Tuesday, November 23, 2010
Potemkin Love
My parents met each other at a sweet sixteen party in the early forties. My dad asked my mom if she would like to take a walk. Sometime during that stroll he says they knew. Sixty plus years later they still know. It is remarkable, I think. When I was a kid it was not at all unusual for me to come into the living room and find my folks embraced in a big smooch. Every December 31st in a way that seemed just natural to me until I realized otherwise, as soon as the ball dropped my folks engaged in a long kiss that I figured was what you did when you grew up and it was midnight on New Years.
There are so many things we cannot understand and explain in the same way our ancestors could not explain so many things.

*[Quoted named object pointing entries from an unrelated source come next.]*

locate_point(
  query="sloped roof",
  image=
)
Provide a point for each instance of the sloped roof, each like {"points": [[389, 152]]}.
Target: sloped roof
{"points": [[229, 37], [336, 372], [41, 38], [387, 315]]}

Get in a time machine and go explain to citizens in 1800 about the internet or airplanes. It's not possible for them to understand the phenomena. If we go fast forward from 2010 and imagine 2300, maybe the people we would encounter then could explain to us, scientifically, the pull and nourishment from genuine love.

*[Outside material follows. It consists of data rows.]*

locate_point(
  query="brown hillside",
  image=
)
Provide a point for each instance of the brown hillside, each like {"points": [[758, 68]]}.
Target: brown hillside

In the absence of that genuine love or the substitution of Potemkin love we stumble about, making as best sense as we can out of the world, but we need drugs of some sort because the natural drug is absent or falsified. I have been lucky as have been my parents, but I think that if we want to enjoy our upcoming thanksgiving we need to give thanks and respect the real, not Potemkin loves, of our lives and realize--in ways we might not be able to understand right now, the importance of familial, fraternal, and romantic love.